= Jessica Brown =

Jessica Brown is Professor of Philosophy at the University of St Andrews. She researches epistemology, philosophical responsibility and methodology. Her main publications include Anti-Individualism and Knowledge (2004), Fallibilism: Evidence and Knowledge (2018) and Groups as Epistemic and Moral Agents (2024).

== Education and career ==
Jessica Brown received her PhD at Oxford University. She is a Professor of Philosophy in the Arché Philosophical Research Centre for Logic, Language, Metaphysics and Epistemology at the University of St Andrews.

She was elected a Fellow of the Royal Society of Edinburgh in 2018.

== Research ==
Brown's interests are on epistemology, more precisely on contextualism, invariantism and pragmatic encroachment.

== Selected works ==

- Brown, J. (2004) Anti-Individualism and Knowledge.

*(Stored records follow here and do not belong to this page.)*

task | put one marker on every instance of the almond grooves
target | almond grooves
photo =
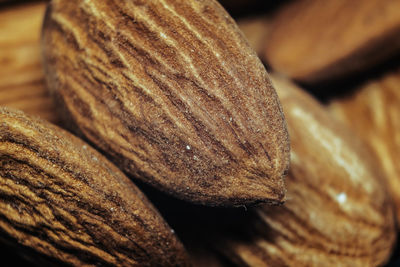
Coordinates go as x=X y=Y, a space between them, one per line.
x=62 y=199
x=337 y=212
x=172 y=92
x=373 y=114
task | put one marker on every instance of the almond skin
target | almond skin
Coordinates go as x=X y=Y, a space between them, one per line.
x=372 y=112
x=337 y=211
x=62 y=199
x=171 y=91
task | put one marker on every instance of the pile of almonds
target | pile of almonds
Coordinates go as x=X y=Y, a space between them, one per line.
x=149 y=133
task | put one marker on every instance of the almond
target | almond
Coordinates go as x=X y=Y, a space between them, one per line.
x=22 y=84
x=373 y=114
x=171 y=91
x=337 y=211
x=62 y=199
x=314 y=41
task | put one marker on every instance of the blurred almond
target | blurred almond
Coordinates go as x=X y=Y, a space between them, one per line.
x=63 y=200
x=337 y=211
x=373 y=113
x=22 y=83
x=313 y=41
x=256 y=30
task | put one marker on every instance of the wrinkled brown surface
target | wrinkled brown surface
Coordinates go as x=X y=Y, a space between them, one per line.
x=22 y=83
x=173 y=93
x=373 y=113
x=61 y=198
x=312 y=40
x=337 y=211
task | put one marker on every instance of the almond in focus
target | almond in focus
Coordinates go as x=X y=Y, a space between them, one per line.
x=171 y=91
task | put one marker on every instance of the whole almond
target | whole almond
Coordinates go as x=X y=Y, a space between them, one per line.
x=172 y=92
x=62 y=199
x=337 y=211
x=314 y=41
x=22 y=84
x=373 y=114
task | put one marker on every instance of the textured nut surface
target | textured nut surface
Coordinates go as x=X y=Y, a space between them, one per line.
x=312 y=40
x=373 y=112
x=173 y=93
x=22 y=84
x=61 y=198
x=337 y=213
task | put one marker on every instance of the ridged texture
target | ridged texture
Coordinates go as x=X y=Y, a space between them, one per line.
x=173 y=93
x=337 y=211
x=314 y=41
x=61 y=198
x=373 y=113
x=22 y=82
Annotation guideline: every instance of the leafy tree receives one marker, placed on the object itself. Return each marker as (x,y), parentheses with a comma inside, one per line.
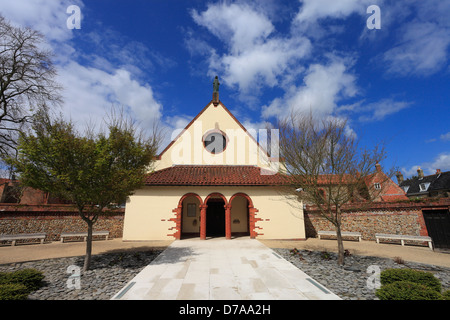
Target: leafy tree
(92,171)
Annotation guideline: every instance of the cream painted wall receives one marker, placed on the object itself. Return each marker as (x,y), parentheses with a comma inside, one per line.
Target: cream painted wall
(281,218)
(188,148)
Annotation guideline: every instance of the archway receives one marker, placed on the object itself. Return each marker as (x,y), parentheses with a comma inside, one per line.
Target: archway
(187,216)
(240,217)
(215,216)
(251,213)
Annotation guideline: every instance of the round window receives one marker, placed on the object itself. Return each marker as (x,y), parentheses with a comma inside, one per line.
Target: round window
(215,142)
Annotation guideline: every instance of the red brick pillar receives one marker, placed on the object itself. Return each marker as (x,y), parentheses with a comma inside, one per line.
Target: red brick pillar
(228,221)
(203,222)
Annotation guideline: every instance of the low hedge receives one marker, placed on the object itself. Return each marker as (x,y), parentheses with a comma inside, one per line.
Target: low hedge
(405,290)
(408,284)
(13,291)
(18,284)
(420,277)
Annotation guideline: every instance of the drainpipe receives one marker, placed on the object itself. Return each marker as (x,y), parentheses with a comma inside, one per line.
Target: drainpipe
(228,221)
(203,222)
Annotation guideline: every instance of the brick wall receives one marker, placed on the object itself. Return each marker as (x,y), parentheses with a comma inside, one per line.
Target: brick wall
(54,220)
(396,218)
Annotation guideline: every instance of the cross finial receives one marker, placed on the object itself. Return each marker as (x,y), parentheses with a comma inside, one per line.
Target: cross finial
(216,85)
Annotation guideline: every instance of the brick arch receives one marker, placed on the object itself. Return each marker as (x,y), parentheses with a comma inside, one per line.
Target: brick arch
(216,194)
(179,212)
(251,212)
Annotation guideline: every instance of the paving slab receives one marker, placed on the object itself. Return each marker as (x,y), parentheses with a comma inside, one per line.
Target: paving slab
(220,269)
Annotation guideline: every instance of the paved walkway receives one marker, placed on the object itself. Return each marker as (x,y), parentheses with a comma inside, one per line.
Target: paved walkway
(219,269)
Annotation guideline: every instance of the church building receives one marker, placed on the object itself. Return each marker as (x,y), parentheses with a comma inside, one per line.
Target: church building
(213,180)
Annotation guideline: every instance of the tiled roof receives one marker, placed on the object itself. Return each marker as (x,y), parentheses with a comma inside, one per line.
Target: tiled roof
(217,175)
(438,181)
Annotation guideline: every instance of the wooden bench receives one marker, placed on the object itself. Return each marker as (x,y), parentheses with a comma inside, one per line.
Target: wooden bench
(402,238)
(83,234)
(344,234)
(22,236)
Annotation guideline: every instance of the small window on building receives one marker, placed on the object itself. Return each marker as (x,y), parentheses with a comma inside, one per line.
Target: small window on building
(192,210)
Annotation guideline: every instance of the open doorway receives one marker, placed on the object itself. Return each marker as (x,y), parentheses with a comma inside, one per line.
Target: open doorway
(215,218)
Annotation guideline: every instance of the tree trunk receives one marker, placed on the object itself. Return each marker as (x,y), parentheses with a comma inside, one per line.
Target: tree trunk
(87,258)
(340,246)
(339,237)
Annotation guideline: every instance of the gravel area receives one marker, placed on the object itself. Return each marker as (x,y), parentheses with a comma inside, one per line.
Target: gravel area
(350,282)
(111,272)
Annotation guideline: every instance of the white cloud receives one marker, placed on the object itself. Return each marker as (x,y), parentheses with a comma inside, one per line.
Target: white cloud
(324,86)
(445,137)
(381,109)
(313,10)
(422,49)
(256,56)
(93,86)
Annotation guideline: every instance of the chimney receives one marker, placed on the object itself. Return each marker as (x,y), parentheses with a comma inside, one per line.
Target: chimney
(420,173)
(399,177)
(216,91)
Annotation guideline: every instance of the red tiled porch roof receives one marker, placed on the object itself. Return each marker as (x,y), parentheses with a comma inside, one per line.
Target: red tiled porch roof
(212,175)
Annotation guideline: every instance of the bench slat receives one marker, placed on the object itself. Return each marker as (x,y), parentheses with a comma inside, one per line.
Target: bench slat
(402,238)
(343,233)
(83,234)
(21,236)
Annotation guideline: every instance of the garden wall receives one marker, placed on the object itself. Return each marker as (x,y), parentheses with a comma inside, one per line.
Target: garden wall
(54,220)
(397,218)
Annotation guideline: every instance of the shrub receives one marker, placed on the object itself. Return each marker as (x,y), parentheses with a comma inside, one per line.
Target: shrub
(13,291)
(390,276)
(446,295)
(405,290)
(30,278)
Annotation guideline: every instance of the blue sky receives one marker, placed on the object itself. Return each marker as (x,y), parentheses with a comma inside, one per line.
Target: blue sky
(158,60)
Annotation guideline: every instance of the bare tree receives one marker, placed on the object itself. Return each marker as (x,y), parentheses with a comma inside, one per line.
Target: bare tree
(326,168)
(26,81)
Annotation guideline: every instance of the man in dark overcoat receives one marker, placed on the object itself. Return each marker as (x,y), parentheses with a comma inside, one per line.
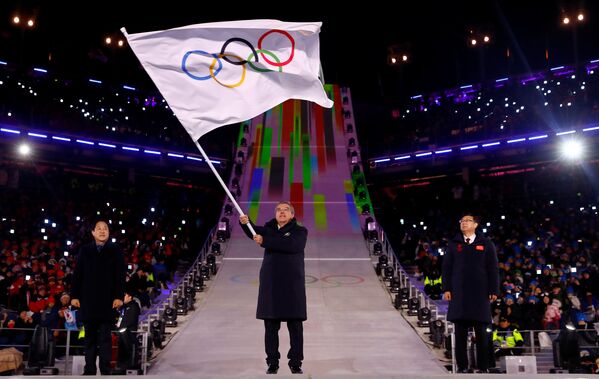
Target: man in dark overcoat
(470,283)
(282,292)
(98,288)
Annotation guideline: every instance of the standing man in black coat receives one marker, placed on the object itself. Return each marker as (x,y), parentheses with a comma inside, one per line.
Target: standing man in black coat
(98,289)
(282,292)
(470,283)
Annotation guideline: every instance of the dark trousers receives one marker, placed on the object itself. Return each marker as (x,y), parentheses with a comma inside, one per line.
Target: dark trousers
(296,339)
(98,342)
(461,341)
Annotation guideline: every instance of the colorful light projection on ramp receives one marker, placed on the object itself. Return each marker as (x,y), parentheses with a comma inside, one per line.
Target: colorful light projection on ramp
(298,152)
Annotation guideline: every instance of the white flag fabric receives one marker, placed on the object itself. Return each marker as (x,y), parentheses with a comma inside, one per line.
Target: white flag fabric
(221,73)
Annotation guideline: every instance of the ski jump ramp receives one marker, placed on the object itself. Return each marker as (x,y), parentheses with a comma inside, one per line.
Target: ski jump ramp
(298,151)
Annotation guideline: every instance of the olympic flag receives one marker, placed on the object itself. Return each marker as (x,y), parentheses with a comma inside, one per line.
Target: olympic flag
(221,73)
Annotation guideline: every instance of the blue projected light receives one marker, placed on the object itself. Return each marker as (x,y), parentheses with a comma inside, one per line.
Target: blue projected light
(106,145)
(37,135)
(592,127)
(12,131)
(490,144)
(564,133)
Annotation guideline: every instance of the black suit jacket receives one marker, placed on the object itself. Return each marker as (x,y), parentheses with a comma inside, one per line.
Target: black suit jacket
(98,280)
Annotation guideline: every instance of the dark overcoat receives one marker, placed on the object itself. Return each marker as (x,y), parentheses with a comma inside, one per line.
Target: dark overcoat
(282,292)
(471,274)
(98,280)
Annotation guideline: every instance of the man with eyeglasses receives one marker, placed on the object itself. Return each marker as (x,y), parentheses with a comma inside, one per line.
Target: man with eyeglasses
(282,291)
(470,283)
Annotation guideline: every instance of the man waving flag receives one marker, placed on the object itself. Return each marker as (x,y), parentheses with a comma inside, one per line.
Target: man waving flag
(222,73)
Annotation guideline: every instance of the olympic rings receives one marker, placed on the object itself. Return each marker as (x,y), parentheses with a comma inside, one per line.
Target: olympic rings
(214,70)
(201,52)
(263,69)
(213,74)
(290,40)
(334,280)
(242,62)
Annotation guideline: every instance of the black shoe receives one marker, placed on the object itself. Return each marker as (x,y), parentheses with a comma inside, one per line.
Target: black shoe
(296,369)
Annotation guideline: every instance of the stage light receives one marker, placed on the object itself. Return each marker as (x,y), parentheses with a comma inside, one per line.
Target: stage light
(205,272)
(401,299)
(377,248)
(437,330)
(190,295)
(395,284)
(211,262)
(181,305)
(572,150)
(413,306)
(24,149)
(157,331)
(198,282)
(388,273)
(170,316)
(382,263)
(189,292)
(424,317)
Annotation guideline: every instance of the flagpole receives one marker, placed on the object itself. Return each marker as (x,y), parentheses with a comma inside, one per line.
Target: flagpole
(249,225)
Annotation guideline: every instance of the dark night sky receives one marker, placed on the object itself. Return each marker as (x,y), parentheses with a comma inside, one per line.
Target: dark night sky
(353,48)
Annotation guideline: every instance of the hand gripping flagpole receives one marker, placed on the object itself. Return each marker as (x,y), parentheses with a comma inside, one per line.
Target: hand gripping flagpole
(249,225)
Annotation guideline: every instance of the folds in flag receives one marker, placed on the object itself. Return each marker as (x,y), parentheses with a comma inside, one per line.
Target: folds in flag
(221,73)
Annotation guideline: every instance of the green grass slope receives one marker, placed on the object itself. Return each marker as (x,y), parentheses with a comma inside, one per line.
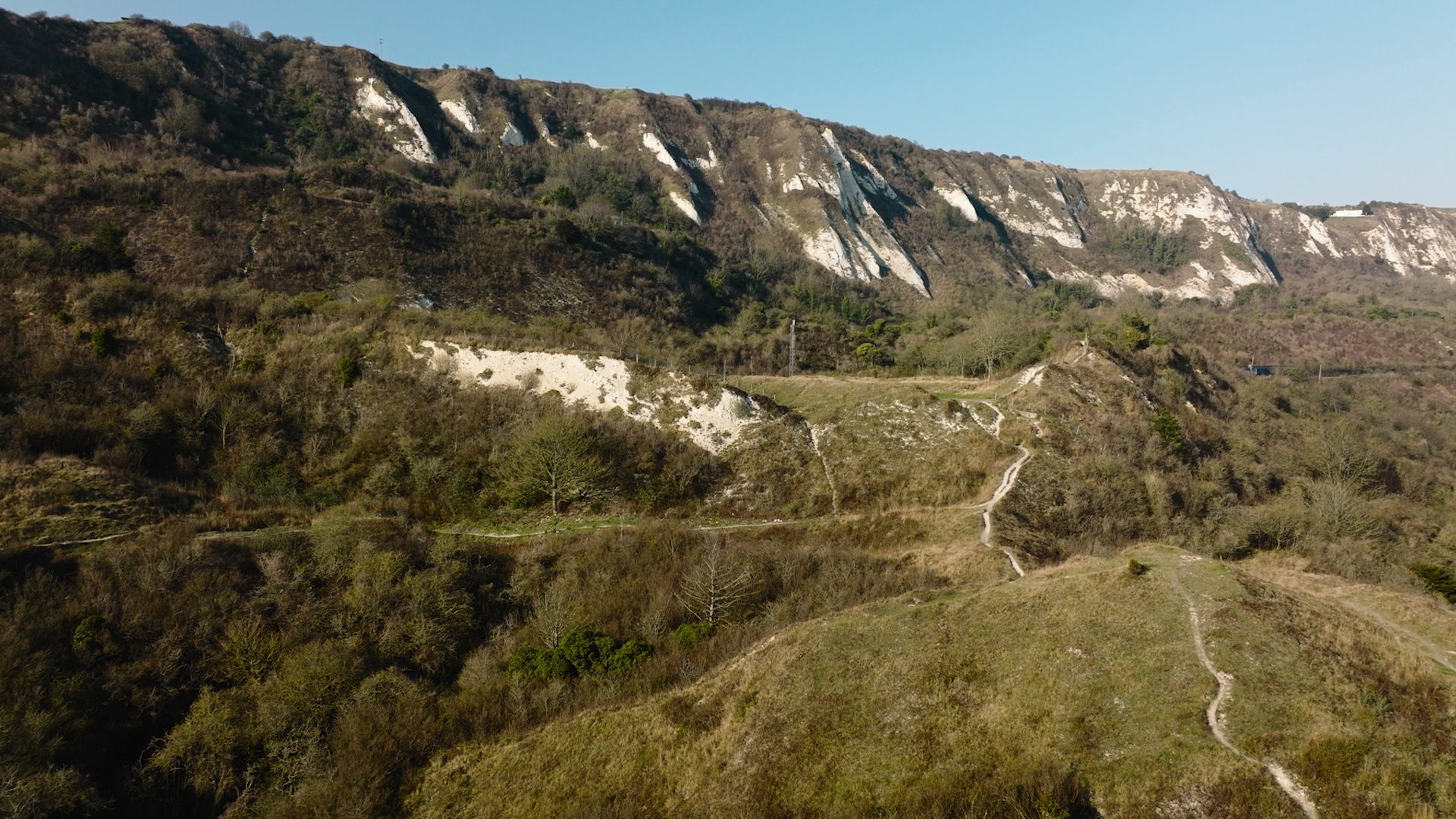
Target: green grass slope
(1071,691)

Cambridge: MIT Press.
- Brown, J. & Gerken, M. (Eds.). (2012). Knowledge Ascriptions. Oxford: Oxford University Press.
- Brown, J. (Ed.). (2011). Assertion: New Philosophical Essays. Oxford: Oxford University Press.
- Brown, J. (2018). Fallibism: Evidence and Knowledge. Oxford: Oxford University Press.
- Brown, J. (2024). Groups as Epistemic and Moral Agents. Oxford: Oxford University Press.